Un reciente estudio de la plataforma TOCTOC ha revelado una alarmante proyección sobre el futuro de la vivienda en Chile. Se estima que, para el año 2055, aproximadamente el 34,4% de los adultos mayores no podrán haber alcanzado la propiedad de una vivienda durante su vida laboral, lo que los llevará a depender en gran medida del arriendo. Esta tendencia resalta el creciente desafío que enfrentan muchas generaciones en su intento de acceder a un hogar propio, una situación que es especialmente aguda entre los más jóvenes, quienes a su vez están padeciendo las consecuencias de un mercado inmobiliario cada vez más inalcanzable.
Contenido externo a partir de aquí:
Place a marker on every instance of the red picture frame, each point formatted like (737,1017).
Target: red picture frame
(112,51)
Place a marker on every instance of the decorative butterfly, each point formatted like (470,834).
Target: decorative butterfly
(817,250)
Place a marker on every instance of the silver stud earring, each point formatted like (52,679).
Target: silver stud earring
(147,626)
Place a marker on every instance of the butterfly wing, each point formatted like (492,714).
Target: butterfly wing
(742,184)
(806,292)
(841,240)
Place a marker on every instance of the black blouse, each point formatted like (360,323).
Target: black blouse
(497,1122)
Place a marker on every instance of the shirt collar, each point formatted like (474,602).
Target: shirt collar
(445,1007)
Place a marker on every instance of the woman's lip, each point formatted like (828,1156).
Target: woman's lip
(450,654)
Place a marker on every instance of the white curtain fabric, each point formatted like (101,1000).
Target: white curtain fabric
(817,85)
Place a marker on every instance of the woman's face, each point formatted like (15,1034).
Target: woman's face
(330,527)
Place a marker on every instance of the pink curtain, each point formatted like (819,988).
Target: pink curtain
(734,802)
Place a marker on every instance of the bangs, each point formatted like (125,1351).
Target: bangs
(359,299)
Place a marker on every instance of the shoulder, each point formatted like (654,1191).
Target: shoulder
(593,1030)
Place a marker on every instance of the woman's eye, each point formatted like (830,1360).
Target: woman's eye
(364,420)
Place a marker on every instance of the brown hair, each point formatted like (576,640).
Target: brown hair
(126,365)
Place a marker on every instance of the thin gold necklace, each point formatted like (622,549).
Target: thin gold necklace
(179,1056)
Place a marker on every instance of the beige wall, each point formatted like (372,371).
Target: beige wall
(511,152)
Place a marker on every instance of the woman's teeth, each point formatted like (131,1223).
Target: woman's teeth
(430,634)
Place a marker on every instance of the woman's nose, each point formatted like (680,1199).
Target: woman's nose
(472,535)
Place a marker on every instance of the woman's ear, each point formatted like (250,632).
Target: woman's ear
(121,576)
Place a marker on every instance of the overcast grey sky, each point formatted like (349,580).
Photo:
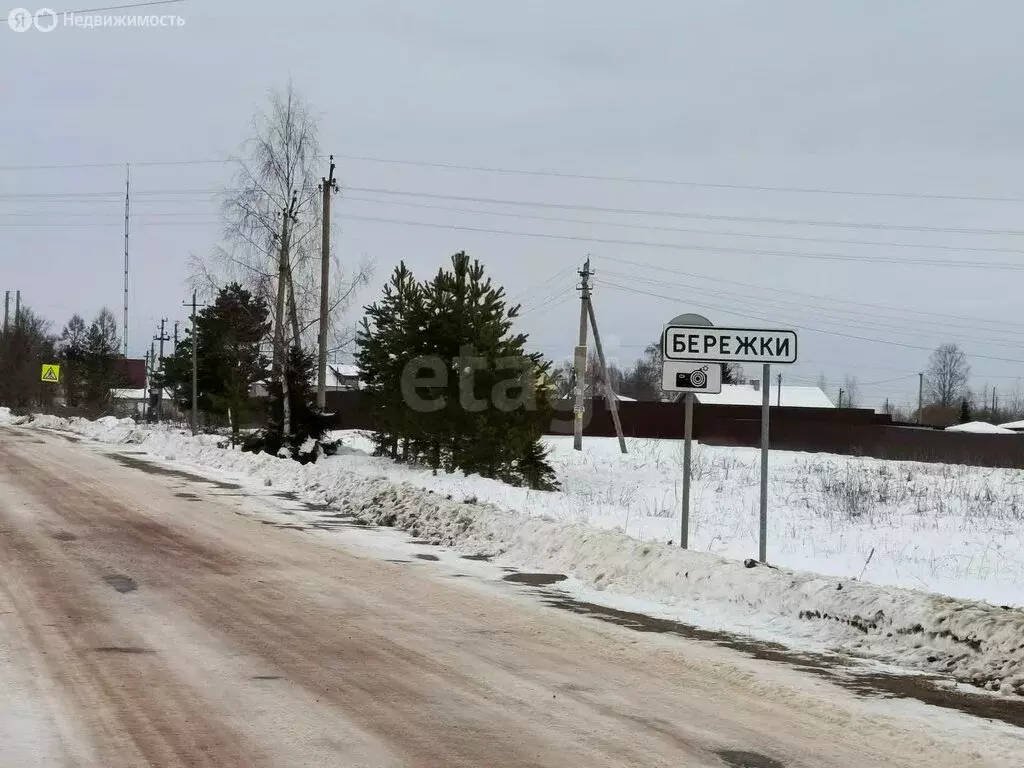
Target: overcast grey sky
(919,96)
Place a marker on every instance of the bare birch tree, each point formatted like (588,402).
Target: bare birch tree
(946,376)
(272,219)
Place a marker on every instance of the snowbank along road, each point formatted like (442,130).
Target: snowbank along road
(144,623)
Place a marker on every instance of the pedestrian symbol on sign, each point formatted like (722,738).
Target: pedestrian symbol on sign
(51,374)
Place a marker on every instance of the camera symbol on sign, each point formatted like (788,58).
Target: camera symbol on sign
(692,379)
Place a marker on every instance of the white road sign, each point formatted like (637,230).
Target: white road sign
(701,378)
(729,344)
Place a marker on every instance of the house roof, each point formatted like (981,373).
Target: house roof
(745,394)
(980,427)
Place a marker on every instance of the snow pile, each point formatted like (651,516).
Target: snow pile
(979,427)
(107,429)
(975,642)
(6,417)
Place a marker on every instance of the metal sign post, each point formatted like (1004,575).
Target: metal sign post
(688,377)
(684,523)
(765,406)
(692,353)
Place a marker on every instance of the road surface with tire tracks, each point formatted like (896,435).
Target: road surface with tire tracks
(144,627)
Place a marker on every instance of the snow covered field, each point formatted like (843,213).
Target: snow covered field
(942,528)
(948,528)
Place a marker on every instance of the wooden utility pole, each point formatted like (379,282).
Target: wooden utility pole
(195,343)
(609,393)
(162,338)
(581,359)
(327,186)
(921,397)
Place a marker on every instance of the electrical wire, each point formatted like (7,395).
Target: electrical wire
(497,170)
(682,230)
(684,247)
(680,214)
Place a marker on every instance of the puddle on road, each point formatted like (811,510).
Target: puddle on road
(535,580)
(121,583)
(155,469)
(748,760)
(842,671)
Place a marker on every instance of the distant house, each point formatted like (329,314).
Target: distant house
(751,394)
(342,378)
(135,401)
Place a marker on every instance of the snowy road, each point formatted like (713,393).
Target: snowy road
(146,624)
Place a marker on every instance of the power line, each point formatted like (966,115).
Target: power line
(683,230)
(685,247)
(144,4)
(685,215)
(557,206)
(678,182)
(528,172)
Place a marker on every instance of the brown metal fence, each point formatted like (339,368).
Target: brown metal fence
(845,431)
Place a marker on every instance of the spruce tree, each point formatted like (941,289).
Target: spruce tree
(494,410)
(389,340)
(229,359)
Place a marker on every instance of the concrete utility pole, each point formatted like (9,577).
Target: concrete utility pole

Sergio Novoa, gerente general de BMI Servicios Inmobiliarios, subraya que esta tendencia creciente refleja las dificultades que se han acentuado en los últimos años. «El acceso a la vivienda propia se ha vuelto cada vez más difícil, especialmente para las generaciones más jóvenes», comenta. Según las proyecciones, la situación será aún más grave para la población entre 35 y 64 años, donde se espera que el 43,4% de esta franja de edad tenga que arrendar una vivienda en lugar de ser propietarios. Esto indica un cambio drástico en la forma en que los chilenos enfrentarán su bienestar habitacional en las próximas décadas.
Las cifras son preocupantes, no solo para los adultos mayores, sino también para los jóvenes. El informe señala que un impactante 55,7% de las personas menores de 34 años también se encontrarán en la misma situación de tener que arrendar, lo que pone de manifiesto un cambio generacional en el acceso a la vivienda. Novoa identifica los altos precios de las propiedades como el principal obstáculo que limita a las familias chilenas de adquirir su propia vivienda. Esta disparidad ha creado una división cada vez más amplia entre los costos de las viviendas y los ingresos de las personas, complicando aún más la realización del sueño de la propiedad.
Frente a este oscuro panorama, el ejecutivo de BMI Servicios Inmobiliarios destaca la importancia de implementar políticas públicas efectivas que refuercen la opción del arriendo como una alternativa habitacional viable y segura. «Es fundamental que el gobierno adopte medidas que ayuden a estabilizar el mercado de arriendo, lo que podría incluir adecuar el Subsidio de Arriendo (DS52) a las necesidades actuales de las familias chilenas», sugiere Novoa. Este subsidio, que actualmente ofrece un límite de 170 UF en un período máximo de 8 años, podría ampliarse o adaptarse para proporcionar un soporte más significativo a quienes necesitan ayuda para cubrir sus arriendos.
La gestión de la vivienda en Chile requiere urgentemente de un enfoque más inclusivo y accesible, especialmente ante la realidad que revelan los estudios de TOCTOC. Con un marcado incremento en la población que dependerá del arriendo, es necesario que se desarrollen políticas que busquen dar estabilidad a esta modalidad de vivienda. El futuro habitacional de millones de chilenos dependerá de cómo se adapte el sistema inmobiliario y de la voluntad política para abordar estas inquietudes, asegurando que todos tengan un techo seguro donde vivir.